Optimizing compilers can transform simple loops into hard-to-understand instruction sequences. Can we train AI advisors or humans how to translate vector instruction sequences into something useful for cybersecurity evaluation?

Introduction

We’ll use the RISC-V Vector instruction extension set as an example. It is a ‘vector length agnostic’ SIMD architecture, where the same instruction sequence can handle vector lengths of 128, 256, 512, or more bits. The Sophgo sg2380 processor is a good example of this class, with applications in video surveillance and image processing - eventually perhaps even autonomous munitions.

Note

The sg2380 has 16 cores capable of handling 128 bit vectors and four cores capable of handling 512 bit vectors.

Ghidra - as of release 11.2 - doesn’t handle RISCV vector extensions at all well. What can we do now to prepare a future version of Ghidra to do a better job? Improving Ghidra will take some time, so we will work with compiler toolchains likely to be used in production sometime in the near future. For now, that’s gcc 15 with -O3 optimization and machine architectures of rv64gcv at a minimum.

We will use a couple of reference binaries as exemplars for Ghidra analysis:

The Whisper.cpp voice-to-text inference engine. This is a good example of using Machine Learning models for voice recognition and translation. It uses vector math extensively.
The Data Path Development Kit - DPDK framework for network processing applications like routers and firewalls. This has very little vector math. Optimizing compilers can still find a reason to translate many simple loops into complex vector instruction sequences.

Using this site

The simplest way to use this site is to browse through the examples, looking for the patterns in how the reference compiler translates simple C code into sequences of RISC-V instructions. Most patterns are built with two machine architectures, with and without vector instructions enabled.

More advanced users can use the sqlite3 database of precompiled patterns to help translate vector instruction sequences back into C code. The Jupyter Lab notebook Advisor.ipynb can take a Ghidra disassembly sample from your clipboard and compare it to several thousand training set examples. This likely won’t provide a solid match, but can provide useful context.

The most advanced users will extend the sqlite3 training set database with a complete RISC-V ecosystem when analyzing a particular executable binary

A gcc, binutils, and glibc compiler toolchain built from source, iteratively configured to produce code close to that observed in the binary under evaluation.
a qemu user-space emulator configured to implement the target hardware architecture, including things like the actual vector length(s) supported in the binary
a qemu system emulator configured to implement the target hardware architecture, with any custom kernel modules required by the executable.

Advanced Usage Scenario

There are a lot of arbitrary decisions in a project like this, so we will pick an overall advanced scenario to shape those decisions.

We assume a corporation is evaluating a voice-activated and AI-adaptive router-firewall appliance and asked its resident Ghidra user to evaluate its executables.
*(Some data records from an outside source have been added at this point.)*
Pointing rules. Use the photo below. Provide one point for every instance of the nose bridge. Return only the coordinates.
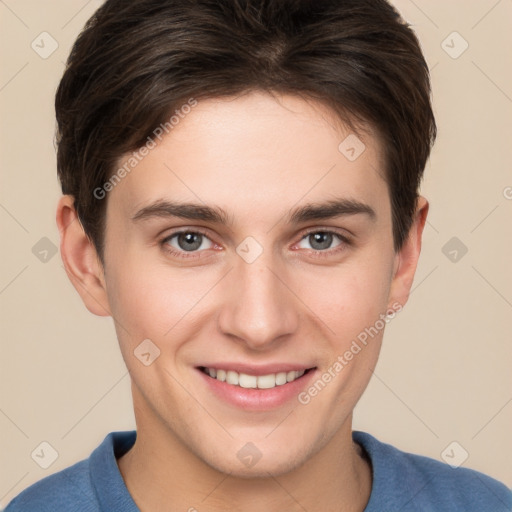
(260, 308)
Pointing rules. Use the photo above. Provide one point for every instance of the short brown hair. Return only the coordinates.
(136, 61)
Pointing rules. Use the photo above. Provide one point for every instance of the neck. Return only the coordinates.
(162, 473)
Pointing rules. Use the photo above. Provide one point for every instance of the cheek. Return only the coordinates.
(148, 300)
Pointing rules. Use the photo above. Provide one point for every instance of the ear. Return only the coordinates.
(80, 259)
(406, 260)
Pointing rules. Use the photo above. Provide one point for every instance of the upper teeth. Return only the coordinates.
(252, 381)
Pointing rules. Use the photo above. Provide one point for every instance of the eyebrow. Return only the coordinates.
(312, 211)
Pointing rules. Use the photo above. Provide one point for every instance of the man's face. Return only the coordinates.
(263, 293)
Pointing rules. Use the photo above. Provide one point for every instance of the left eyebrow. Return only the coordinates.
(312, 211)
(329, 210)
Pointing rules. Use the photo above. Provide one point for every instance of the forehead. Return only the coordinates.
(254, 154)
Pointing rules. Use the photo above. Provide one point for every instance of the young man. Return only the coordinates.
(240, 183)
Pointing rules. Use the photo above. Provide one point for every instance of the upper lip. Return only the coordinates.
(252, 369)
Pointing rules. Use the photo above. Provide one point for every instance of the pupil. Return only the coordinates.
(317, 239)
(191, 241)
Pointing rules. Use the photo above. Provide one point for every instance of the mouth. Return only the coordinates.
(248, 381)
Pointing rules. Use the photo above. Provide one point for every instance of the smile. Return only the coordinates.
(247, 381)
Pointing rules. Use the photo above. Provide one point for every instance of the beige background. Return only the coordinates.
(444, 373)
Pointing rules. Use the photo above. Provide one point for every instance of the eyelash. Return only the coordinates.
(345, 241)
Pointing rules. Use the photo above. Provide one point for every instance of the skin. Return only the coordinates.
(256, 156)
Initial inspection suggests the vendor has adopted a multi-core RISCV-64 processor with vector instructions, a GCC-15 toolchain, and a linux real time OS. Our Ghidra user believes the product under test has library code somewhat similar to Whisper.cpp for the voice recognition and AI-adaptive elements and DPDK-like code for the router/firewall functions.

Interim Conclusions

Ghidra users are most likely to encounter RISCV vector instruction sequences in three circumstances:

Inline expansion of utility functions similar to memcpy or strlen. These are common in source code and generally easy for humans and the Advisor to recognize.
Auto-vectorized simple loops that have been ‘strip-mined’ by the compiler for faster execution. These are also common in optimized code. The Advisor can recognize many of these, while their diversity can make it difficult for humans to untangle. Optimized loops over arrays of structures can be especially confusing when the compiler has optimized index, offset, and loop termination calculations.
Optimization of scalar code, where the compiler has replaced simple scalar instructions initializing a data structure with fewer vector instructions. The most common example is initializing two consecutive 64 bit elements to zero. Also common are vector sequences initializing two adjacent integers to (0,1) or (false, true). These vector sequences are fairly easy for both humans and Advisor to recognize - but it can be far more difficult to figure out just what fields or objects have been initialized.
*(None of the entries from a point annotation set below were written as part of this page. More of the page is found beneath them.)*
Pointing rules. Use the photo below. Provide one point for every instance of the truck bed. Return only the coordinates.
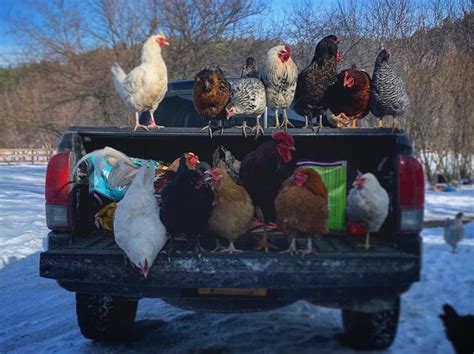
(339, 262)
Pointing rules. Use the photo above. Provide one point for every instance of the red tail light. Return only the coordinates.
(411, 194)
(57, 192)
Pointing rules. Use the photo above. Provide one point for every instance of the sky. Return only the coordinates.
(10, 49)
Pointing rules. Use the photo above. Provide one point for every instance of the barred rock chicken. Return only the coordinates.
(248, 100)
(279, 73)
(454, 231)
(349, 97)
(249, 69)
(211, 94)
(233, 210)
(224, 158)
(164, 174)
(302, 207)
(389, 96)
(138, 229)
(459, 329)
(186, 203)
(314, 80)
(262, 172)
(367, 204)
(144, 87)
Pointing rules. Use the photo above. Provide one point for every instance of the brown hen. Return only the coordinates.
(302, 207)
(349, 97)
(233, 210)
(211, 94)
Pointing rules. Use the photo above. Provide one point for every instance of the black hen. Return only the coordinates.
(263, 171)
(459, 329)
(315, 79)
(249, 70)
(186, 202)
The biggest surprise of this study was the prevalence of that third case - how often optimizing compilers could obfuscate initialization code that was likely far from the critical data path. Using Ghidra to completely analyze the main routine of a Whisper.cpp application requires first analysis of optimized libstdc++ string, vector, map, and iostream inlined code. That analysis will hopefully identify the type and layout of objects allocated on the stack and heap. After that Advisor can associate initialization vector instructions with those objects. At that point the Ghidra user can look at such objects to decide if they are relevant to their specific analysis task.